Iron Butterfly - Ball. 1969 USA


Iron Butterfly - Ball. 1969 Atco

Select LP issues: 1969 Atlantic (Japan); 1969 Atco (UK)

Select CD reissues: 1989 Atco; 1999 Collectors' Choice; 2006 Victor (Japan mini-LP); 2015 Real Gone

Iron Butterfly. Sigh. Was there ever a group with more commercial potential, and then just fell off the face of the Earth? Maybe, but this band has to be at least in that conversation. In-A-Gadda-Da-Vida wasn't just a good seller, it was a major blockbuster - the album that put album rock on the map. And it was highly influential to boot. One can hear the early Krautrock and UK Vertigo groups taking a page directly from it. They were, in effect, crowned to be America's own Led Zeppelin - a band that opened for them, before ultimately the other way around.

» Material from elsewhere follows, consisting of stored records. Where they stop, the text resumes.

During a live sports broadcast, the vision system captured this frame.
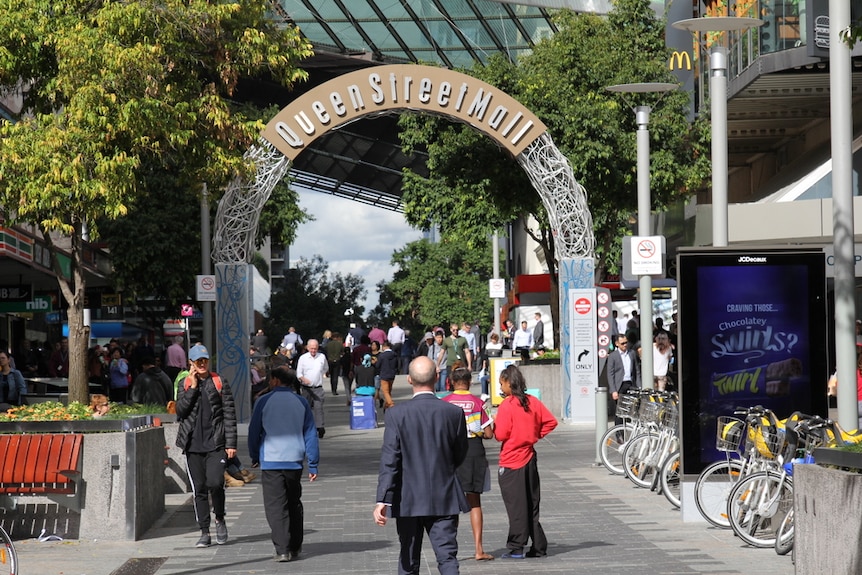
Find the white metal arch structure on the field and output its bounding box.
[213,64,595,421]
[213,64,595,263]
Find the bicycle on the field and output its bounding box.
[599,389,649,475]
[727,414,831,551]
[694,405,781,529]
[0,525,18,575]
[623,394,679,489]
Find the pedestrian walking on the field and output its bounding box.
[176,344,236,547]
[248,368,320,563]
[494,365,557,559]
[374,357,470,575]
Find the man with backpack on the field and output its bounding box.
[176,344,237,547]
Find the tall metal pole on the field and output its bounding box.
[709,45,727,247]
[201,184,216,353]
[829,0,858,429]
[672,16,764,247]
[635,106,654,389]
[491,232,503,342]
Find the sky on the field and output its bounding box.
[290,190,422,313]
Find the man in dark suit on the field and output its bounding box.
[533,312,545,349]
[374,357,470,575]
[608,334,640,423]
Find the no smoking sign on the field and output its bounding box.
[631,236,664,276]
[196,275,216,301]
[575,297,593,315]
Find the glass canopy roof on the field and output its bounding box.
[280,0,568,68]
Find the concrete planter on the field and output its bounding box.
[793,466,862,575]
[518,362,563,419]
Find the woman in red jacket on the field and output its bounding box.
[494,365,557,559]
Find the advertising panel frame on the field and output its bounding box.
[677,247,828,479]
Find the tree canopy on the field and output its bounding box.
[264,254,367,341]
[377,239,494,329]
[0,0,311,401]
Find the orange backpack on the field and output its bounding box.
[183,371,222,393]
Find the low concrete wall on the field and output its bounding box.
[793,465,862,575]
[2,427,167,541]
[518,363,563,420]
[79,427,165,540]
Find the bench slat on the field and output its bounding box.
[0,433,84,495]
[0,435,15,483]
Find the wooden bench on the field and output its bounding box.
[0,433,84,512]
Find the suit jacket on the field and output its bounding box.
[377,393,470,517]
[533,320,545,348]
[608,349,641,393]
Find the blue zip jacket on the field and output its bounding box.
[248,386,320,474]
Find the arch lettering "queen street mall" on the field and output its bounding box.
[262,64,547,160]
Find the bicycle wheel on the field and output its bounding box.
[599,424,634,475]
[727,471,793,547]
[623,434,659,489]
[775,507,793,555]
[659,451,681,509]
[0,527,18,575]
[694,459,742,529]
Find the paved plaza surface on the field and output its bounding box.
[16,376,793,575]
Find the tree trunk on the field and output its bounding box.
[42,222,90,404]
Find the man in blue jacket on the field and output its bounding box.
[248,367,320,562]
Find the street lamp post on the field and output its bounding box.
[605,82,678,389]
[673,16,764,247]
[673,16,764,522]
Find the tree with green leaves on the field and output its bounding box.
[401,0,709,342]
[99,169,313,308]
[377,238,494,331]
[0,0,311,402]
[264,254,367,341]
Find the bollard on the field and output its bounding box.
[596,387,608,466]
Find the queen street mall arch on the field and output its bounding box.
[213,64,595,421]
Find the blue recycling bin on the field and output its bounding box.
[350,395,377,429]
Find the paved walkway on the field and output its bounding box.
[16,376,793,575]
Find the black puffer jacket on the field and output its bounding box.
[177,376,236,452]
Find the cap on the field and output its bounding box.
[189,344,210,361]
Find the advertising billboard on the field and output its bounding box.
[677,249,828,475]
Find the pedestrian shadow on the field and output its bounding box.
[485,541,614,557]
[301,544,398,558]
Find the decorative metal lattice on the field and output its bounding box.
[213,138,290,263]
[518,132,596,259]
[213,132,596,263]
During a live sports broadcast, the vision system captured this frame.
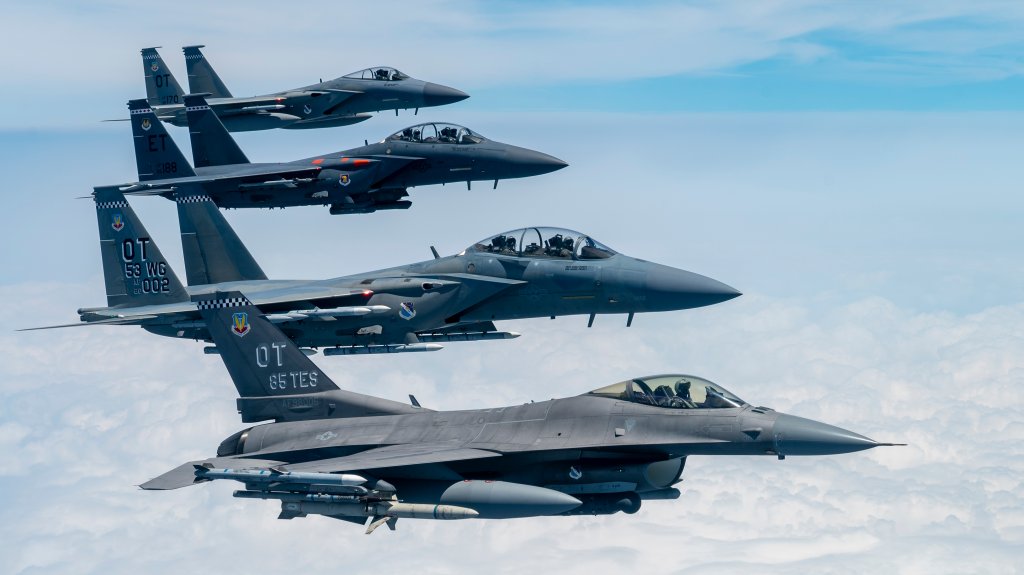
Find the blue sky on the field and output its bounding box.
[0,0,1024,574]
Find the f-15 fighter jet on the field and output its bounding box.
[142,46,469,132]
[24,186,739,355]
[125,95,566,214]
[141,292,891,533]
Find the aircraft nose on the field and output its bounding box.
[647,266,742,309]
[505,145,568,176]
[423,82,469,106]
[772,413,883,455]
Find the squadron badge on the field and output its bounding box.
[231,311,252,338]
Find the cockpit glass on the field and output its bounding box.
[587,374,746,409]
[344,65,409,82]
[468,227,615,260]
[385,124,486,145]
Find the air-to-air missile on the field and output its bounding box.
[141,293,891,533]
[142,46,469,132]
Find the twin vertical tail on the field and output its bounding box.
[128,99,196,182]
[184,94,249,168]
[193,292,338,398]
[92,186,188,307]
[174,185,266,285]
[142,46,184,105]
[181,45,231,98]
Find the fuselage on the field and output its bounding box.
[125,239,739,348]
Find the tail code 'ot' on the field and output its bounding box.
[142,46,184,105]
[193,292,346,398]
[93,186,188,307]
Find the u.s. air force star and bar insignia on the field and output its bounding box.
[231,311,252,338]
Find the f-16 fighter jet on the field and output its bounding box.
[142,46,469,132]
[126,95,566,214]
[24,186,739,355]
[141,292,889,533]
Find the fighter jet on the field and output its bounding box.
[125,95,566,214]
[24,186,739,355]
[142,46,469,132]
[140,292,891,534]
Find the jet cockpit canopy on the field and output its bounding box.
[385,122,486,144]
[466,227,615,260]
[342,65,409,82]
[586,373,746,409]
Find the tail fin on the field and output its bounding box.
[174,185,266,285]
[194,292,338,398]
[142,46,184,105]
[185,94,249,168]
[92,186,188,307]
[128,99,196,182]
[181,45,231,98]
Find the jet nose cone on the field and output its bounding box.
[423,82,469,106]
[506,146,568,177]
[647,266,742,309]
[772,413,880,455]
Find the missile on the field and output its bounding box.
[196,466,367,492]
[324,344,444,355]
[417,331,519,342]
[266,306,391,323]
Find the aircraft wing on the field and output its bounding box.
[139,443,502,491]
[272,443,502,473]
[120,166,321,195]
[139,457,284,491]
[15,314,158,331]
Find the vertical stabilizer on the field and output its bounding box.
[185,94,249,168]
[92,186,188,307]
[128,99,196,182]
[181,45,231,98]
[193,292,338,398]
[174,185,266,285]
[142,46,184,105]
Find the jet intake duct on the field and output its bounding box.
[561,491,642,515]
[545,457,686,495]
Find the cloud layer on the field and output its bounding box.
[0,285,1024,573]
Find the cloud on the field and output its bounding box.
[0,278,1024,573]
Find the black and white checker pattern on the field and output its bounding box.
[196,296,253,310]
[174,195,213,204]
[96,200,128,210]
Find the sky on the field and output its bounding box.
[0,0,1024,574]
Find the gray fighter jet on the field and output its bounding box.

Ball is exactly the type of album that demonstrated why Iron Butterfly weren't meant for the big time. It's just so average. A band caught twixt and between heavy rock, pop rock, and psychedelic with no ambition. All played at 70% of capacity and enthusiasm. There's excellent stuff on here for certain, like 'In the Time of Our Lives', 'Filled With Fear' and 'Belda-Beast', but nothing mind blowing as on In-A-Gadda-Da-Vida. Doug Ingle was an immense talent. I don't get The Doors comparisons, other than they both had sonorous voices. Ingle was far more rough than Morrison, and had he come along a generation later, would have made for the perfect heavy metal lead singer. His keyboard style was born from the church (his dad's Midwest influence), and he sounds like he's playing a pipe organ sometimes. Ball should have been the album to project Iron Butterfly to the next level of creativity. But they seemed to recoil from the responsibility. 9 songs totaling 33 minutes, some of which are real throwaways. Nothing really memorable. It seems they didn't know their place in history and thus gave it away unceremoniously. And this was the album they did exactly that with. There's another chapter to tell here of course, but that's for my next review.

The Japanese mini-LP on Victor (2006) is highly likely sourced from an earlier CD - probably American. In other words, nothing special. Other than the packaging of course.